Vagamente e in modo confuso, Saaràn si sforzò di riandare alle cose successe.

Poco alla volta racimolò sufficiente coscienza per ricordarsi perché si trovasse a marciare di notte nella Steppa.

Saryn, Gerel!

Ripeté concitato ad alta voce, facendo trasalire l'esausto Monglik.

Dove saranno? pensò, tentando di scuotere via il torpore che per un tempo tremendamente lungo e pericoloso gli aveva circondato il cervello.

Si concentrò, si costrinse a ricordare i dettagli del piano che aveva elaborato insieme agli altri due compari.

Come si chiamavano... U...Uleg e l'altro... Omnod, il giovane Scengun. Sì, sì!

Alla fine ricordò: Il carro, il campo, la fuga.

Si sentì perso.

Dovette riprendersi in fretta, abbastanza per capire dove si trovava e ritrovare il punto di ritrovo: doveva andare al guado.

Si guardò attorno, nel buio della notte dovette orientarsi, finché riconobbe l'erba piegata davanti a sé.

Aveva seguito la scia della mandria, doveva ragionare.

Doveva calmarsi e pensare.

Gerel, se era scappata prima che la mandria impazzita la calpestasse, doveva essere tornata al punto di ritrovo, assieme agli altri.

I lupi! Mormorò poi sommessamente, ricordandosi all'improvviso di quella massa urlante di belve feroci che gli era passata accanto.

Dove saranno ora, i lupi! si domandò trafelato.

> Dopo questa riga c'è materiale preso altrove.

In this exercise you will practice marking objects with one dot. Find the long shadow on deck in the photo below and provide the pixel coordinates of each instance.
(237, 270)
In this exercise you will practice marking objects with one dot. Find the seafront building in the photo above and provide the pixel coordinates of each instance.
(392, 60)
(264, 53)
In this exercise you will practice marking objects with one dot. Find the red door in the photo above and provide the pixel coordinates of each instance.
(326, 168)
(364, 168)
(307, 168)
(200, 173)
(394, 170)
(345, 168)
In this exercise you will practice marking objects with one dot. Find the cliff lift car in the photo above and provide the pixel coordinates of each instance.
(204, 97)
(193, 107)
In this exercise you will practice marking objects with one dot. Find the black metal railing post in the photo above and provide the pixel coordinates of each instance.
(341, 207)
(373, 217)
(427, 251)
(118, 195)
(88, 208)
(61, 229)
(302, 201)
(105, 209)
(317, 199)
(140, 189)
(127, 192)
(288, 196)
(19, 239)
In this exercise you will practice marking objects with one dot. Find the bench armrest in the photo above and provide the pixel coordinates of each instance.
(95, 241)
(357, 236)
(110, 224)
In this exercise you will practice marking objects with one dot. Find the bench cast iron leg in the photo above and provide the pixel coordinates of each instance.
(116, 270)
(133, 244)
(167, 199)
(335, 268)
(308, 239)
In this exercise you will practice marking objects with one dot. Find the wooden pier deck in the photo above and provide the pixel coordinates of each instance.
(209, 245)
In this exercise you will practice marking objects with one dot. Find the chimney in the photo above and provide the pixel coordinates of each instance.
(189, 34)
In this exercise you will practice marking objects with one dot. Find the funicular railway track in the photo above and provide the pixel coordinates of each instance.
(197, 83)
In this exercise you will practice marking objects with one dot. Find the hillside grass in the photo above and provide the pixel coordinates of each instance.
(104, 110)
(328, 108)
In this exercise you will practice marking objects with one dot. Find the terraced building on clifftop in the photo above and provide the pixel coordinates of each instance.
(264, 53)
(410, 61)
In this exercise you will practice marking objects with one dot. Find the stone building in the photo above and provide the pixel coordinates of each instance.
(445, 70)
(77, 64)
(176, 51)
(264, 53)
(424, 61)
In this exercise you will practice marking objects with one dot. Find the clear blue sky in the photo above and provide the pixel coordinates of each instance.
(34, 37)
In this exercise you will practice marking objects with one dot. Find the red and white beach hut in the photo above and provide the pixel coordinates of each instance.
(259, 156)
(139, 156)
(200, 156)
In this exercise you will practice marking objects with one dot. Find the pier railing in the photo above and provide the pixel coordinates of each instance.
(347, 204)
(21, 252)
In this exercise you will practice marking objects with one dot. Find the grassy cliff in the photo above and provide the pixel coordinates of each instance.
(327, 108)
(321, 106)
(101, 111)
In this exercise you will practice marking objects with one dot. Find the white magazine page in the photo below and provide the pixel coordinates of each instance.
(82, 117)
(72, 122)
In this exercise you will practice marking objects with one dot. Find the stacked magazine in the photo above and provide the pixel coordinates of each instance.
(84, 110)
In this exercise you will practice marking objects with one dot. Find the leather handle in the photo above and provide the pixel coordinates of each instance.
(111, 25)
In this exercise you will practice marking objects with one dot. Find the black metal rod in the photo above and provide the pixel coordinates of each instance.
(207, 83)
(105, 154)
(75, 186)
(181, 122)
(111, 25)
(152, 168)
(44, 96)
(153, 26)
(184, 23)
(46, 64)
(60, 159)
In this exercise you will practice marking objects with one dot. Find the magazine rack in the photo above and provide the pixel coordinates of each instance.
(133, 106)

Un'altra volta soltanto ne aveva visti così tanti riuniti in un sol posto!

Quarant'anni prima, nella Steppa, con Kutula.

Tutti grandi, feroci e famelici! Grigi e neri insieme, giovani e vecchi; mai aveva provato un terrore simile in vita sua, se non quella volta di tanto tempo prima nella Steppa.

Da allora era passata una vita intera e mai avrebbe creduto possibile avere più paura di quella provata in quel giorno lontano, eppure era successo. Man mano che gli eventi degli ultimi momenti gli ritornavano alla mente, benché faticasse ancora a connettere e a ragionare, comprendeva da cosa era sfuggito. Da Muu-Gol.

Al solo pensiero tremava e le mani faticavano a serrare le briglie.

Fino ad allora aveva lasciato che a condurlo pensasse Monglik, ma ora doveva riprendersi, andare all'appuntamento con tutti gli altri senza perdere altro tempo prezioso.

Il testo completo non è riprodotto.